Cohomologies?

lethe

hmm... that definition seems opaque to me. can you make contact between this usage of the word "projective" and any of the definitions i gave above?

matt grime

A module P is projective if any short exact sequence 0-->X-->Y--->P--->0 is split exact. Ie there are no non-trivial extensions, or H^1 is zero.


it is a quite opaque definition, but they are the cohomologically trivial objects, since the projective resolution is just non zero in one degree only. they do take a while to get used to. The main thing is that things which are true for free modules tend to be true fo projective modules as they are summands of free modules.

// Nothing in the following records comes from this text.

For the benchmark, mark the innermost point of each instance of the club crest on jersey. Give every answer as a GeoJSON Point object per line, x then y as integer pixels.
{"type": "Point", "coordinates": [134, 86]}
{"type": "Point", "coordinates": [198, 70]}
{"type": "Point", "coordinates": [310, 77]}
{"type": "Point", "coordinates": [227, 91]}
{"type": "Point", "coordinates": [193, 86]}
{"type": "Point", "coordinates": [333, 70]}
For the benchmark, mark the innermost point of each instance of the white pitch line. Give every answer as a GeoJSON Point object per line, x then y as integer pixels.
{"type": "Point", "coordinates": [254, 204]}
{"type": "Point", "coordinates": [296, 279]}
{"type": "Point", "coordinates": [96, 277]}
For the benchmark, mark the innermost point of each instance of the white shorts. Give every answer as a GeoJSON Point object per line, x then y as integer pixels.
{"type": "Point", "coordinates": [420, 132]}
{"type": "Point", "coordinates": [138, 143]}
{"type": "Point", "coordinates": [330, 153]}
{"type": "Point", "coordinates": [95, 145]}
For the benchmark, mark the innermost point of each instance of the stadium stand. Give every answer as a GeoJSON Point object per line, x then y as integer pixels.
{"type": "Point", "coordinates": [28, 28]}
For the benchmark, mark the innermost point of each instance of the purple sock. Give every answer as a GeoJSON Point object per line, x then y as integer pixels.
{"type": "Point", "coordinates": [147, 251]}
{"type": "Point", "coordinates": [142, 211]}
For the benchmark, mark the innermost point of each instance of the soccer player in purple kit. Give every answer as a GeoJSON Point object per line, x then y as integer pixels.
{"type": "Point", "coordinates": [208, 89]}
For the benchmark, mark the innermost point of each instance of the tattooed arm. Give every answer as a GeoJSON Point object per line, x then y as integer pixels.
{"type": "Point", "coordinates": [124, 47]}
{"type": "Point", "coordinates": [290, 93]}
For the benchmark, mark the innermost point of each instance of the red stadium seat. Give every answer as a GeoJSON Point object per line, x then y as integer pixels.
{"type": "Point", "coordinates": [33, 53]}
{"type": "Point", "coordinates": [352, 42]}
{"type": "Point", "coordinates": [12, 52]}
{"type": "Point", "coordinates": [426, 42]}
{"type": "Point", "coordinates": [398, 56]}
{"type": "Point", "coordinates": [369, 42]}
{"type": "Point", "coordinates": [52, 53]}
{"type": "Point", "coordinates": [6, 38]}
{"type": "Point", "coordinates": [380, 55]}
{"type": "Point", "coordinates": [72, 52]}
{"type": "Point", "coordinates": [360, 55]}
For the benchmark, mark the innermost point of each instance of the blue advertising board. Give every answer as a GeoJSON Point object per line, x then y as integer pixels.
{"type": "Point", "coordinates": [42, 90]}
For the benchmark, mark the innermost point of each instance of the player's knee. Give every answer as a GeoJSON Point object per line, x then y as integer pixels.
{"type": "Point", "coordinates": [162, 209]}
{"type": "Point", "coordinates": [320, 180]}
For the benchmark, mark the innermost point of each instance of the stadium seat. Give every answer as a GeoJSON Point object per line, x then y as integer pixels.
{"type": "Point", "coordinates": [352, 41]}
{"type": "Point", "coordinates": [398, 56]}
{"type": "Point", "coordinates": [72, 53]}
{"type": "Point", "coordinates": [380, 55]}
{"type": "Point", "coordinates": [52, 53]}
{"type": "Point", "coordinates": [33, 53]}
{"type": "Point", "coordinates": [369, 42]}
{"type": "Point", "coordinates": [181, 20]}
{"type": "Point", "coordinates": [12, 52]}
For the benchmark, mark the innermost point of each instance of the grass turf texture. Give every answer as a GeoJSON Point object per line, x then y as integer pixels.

They have important lifting properties that ensure eveything you want to be true about cohomology being independent of a choice of resolution is true: if P* is a complex of projectives with homology in degree zero only where it is X say, and Q* is the same, then P* and Q* are homotopic.

lethe

I am still chewing on things. a few things, firstly, why doesn't the cohomology group that i showed above have a name? is its name simply the group cohomology group? that sounds stupid.

also
in what sense does a cohomology group over a char zero become trivial? i mean, de Rham cohomology groups contain nontrivial topological information about the smooth manifolds they are defined on.

matt grime

real coeffs is easier because there is no torsion to worry about. the universal coeffs theorem tells you if you work out Z ceoffs you can work out all, so that is the harder one to figure out.

Group cohomology over C, say, is trivial because there is *no* cohomology. every module is projective, all the resolutions are trivial, and therefore when i say trivial i mean it in a technical sense: it is the trivial group.

you have the cohomology ring (that's the usual thing) of the group with coeffs in something. they are called the Ext groups, or the right/left derived functors of Hom or tensor.

mathwonk

homology and cohomology are basically just measures of the failure of some maps to be surjectuve or injective.

if we want to measure the structure of some object we start by mapping a trivial object ionto ti and then ask how far the map is from being an isomorpohism. that tells us how far the object is from beign trivial.

say we have an abelkian group. then we just map a direct sum of copies of Z onto it and ask whetehr it is an isomorpohism. if not we map another direct sum of copies of Z onto the kernel. then the theorem is that this last map can alwauys be made injective. so we can represent any abelian group as a cokernel of a map of free abelian groups. this is called the fundamenatl theorem of abelian groups.

If the group is finitely genmerated we can diagonal;ize the matrix of this map and represent the group as a quotient of a free abelian group by a "diagonal" subgroup, thus proving all finitely generated abelian groups are direct sums of cyclic ones.


de raham cohomology is based on the fact that the curl of a gradient is zero. i.e. the subspace of differential forms with crul equal to zero, contains thoise which are gradients. so to emasure the esxtrent to which curl = 0 is equiavlent to being a gradient we define the derham cohomology group {curl = 0}/ {gradients}.

this turns our to be the group whose generators are the holes in our space.

in ant setting we try to find some necessary condition and mod out by the sufficient condition. this cohomology group then measures the failure of the necesdsary condition to also be sufficient.


the examples are endless. for group cohomology i recommend reading a book, like oops ai am having a seniopr moment and cannot recall the name of the famous book on homolgy by the prod=fessor from chiocago, who cowrote with arggh!!! yes!!! MacLane!